The anagogical sense is arguably the most foreign to modern readers of Scripture. The Catechism expresses that the term anagogical comes from the Greek term anagoge which means “leading” (CCC 117). What is the Scripture ultimately leading us toward? The Church teaches that in the anagogical sense: “We can view realities and events in terms of their eternal significance, leading us toward our true homeland” (CCC 117). If the moral is how should I act? then the anagogical is what does this teach me about my final end, i.e., eternal happiness with God in heaven? Like the moral, the anagogical draws from the allegorical to find types and signs. As St. Thomas observes, the anagogical looks for signs that “signify what relates to eternal glory.” For example, Dante notes that the anagogical lesson of Israel leaving Egypt is the final salvation of “the blessed soul from the slavery of this corruption to the freedom of eternal glory.” The anagogical sense always points us toward our heavenly home.

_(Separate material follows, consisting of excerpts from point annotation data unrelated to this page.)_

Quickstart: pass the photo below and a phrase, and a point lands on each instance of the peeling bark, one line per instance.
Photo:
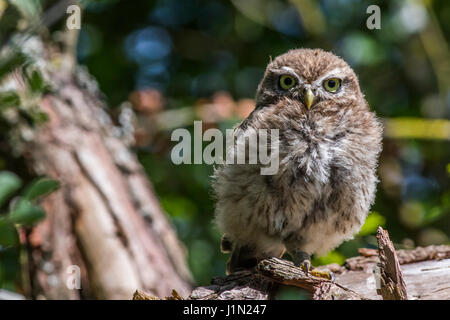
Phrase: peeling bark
(425, 272)
(105, 218)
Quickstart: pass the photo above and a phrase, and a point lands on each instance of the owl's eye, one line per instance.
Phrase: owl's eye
(332, 85)
(287, 82)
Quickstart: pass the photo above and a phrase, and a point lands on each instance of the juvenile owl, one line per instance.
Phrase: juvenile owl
(329, 142)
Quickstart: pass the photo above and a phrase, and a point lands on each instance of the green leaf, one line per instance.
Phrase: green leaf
(26, 213)
(36, 82)
(11, 62)
(30, 9)
(8, 234)
(9, 99)
(9, 184)
(373, 220)
(40, 187)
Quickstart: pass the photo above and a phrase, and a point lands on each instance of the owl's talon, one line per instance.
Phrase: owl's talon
(325, 274)
(306, 266)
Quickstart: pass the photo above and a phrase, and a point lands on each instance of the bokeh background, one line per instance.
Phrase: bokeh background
(163, 64)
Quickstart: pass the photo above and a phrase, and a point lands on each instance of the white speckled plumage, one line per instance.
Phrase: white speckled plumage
(326, 180)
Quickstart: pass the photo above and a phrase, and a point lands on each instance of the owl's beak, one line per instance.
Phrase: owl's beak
(309, 98)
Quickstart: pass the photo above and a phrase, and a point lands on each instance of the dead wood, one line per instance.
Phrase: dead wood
(426, 272)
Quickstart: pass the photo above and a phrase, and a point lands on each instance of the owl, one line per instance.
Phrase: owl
(328, 147)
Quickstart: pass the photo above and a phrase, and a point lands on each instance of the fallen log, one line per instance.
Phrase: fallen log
(424, 271)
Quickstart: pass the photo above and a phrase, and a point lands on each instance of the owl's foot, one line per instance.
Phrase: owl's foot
(303, 260)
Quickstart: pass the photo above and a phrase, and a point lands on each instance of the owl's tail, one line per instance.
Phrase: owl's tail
(245, 256)
(242, 257)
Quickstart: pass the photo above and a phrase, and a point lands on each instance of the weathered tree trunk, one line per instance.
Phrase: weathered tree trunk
(105, 218)
(424, 274)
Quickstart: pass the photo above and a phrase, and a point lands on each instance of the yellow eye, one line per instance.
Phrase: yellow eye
(332, 85)
(287, 82)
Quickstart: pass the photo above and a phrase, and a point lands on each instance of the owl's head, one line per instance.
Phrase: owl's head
(311, 77)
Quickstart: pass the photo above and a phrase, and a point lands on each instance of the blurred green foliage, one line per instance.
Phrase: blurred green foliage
(18, 210)
(189, 50)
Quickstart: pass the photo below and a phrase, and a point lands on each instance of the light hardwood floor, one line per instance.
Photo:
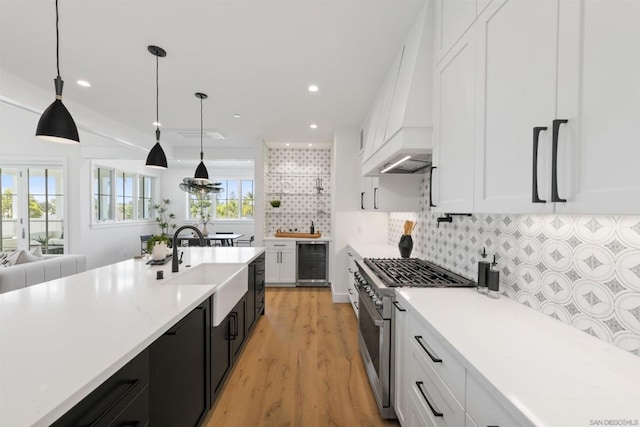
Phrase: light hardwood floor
(301, 367)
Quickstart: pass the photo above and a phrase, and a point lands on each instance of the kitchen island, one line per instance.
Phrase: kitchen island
(61, 339)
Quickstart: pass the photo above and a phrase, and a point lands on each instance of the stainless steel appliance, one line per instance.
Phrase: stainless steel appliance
(375, 280)
(312, 266)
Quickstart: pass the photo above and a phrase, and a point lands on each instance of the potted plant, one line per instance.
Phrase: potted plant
(157, 246)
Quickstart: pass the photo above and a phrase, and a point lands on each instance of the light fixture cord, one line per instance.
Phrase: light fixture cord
(157, 97)
(201, 153)
(57, 42)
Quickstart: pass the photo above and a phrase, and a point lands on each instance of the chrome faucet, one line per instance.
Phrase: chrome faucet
(174, 260)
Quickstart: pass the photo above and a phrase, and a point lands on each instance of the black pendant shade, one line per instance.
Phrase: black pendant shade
(156, 157)
(202, 175)
(56, 123)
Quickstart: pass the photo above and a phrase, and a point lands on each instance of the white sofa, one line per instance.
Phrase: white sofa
(49, 268)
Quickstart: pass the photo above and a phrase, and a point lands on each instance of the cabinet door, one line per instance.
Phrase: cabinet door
(180, 371)
(238, 333)
(250, 314)
(402, 362)
(599, 95)
(288, 266)
(453, 18)
(221, 359)
(454, 136)
(517, 46)
(272, 267)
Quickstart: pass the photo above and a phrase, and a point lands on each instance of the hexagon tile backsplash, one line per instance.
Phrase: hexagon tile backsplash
(583, 270)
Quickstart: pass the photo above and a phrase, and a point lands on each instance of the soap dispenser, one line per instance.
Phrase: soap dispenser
(483, 273)
(493, 281)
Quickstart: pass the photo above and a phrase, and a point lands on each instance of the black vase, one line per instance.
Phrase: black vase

“Ignorance of the Scriptures is ignorance of Christ.” The four senses of Holy Scripture are a gift from our Sacred Tradition to delve deeper into the mystery of the Bible and thus, in turn, into the mystery of Jesus Christ. Interpreting Scripture aright allows us, as Bishop Konderla instructed, to receive the Jesus Christ that entered into history and not manufacture a “Jesus” out of the fads and fashions of our age. The literal, moral, allegorical, and anagogical senses are an invitation to configure ourselves to Jesus Christ and inoculate us against the errors of the present. May we, like Aquinas and Dante, come to love Jesus Christ in the Holy Bible.
Dcn. Harrison Garlick serves as a Great Books Tutor for the Alcuin Institute, and is the Chancellor of the Diocese of Tulsa.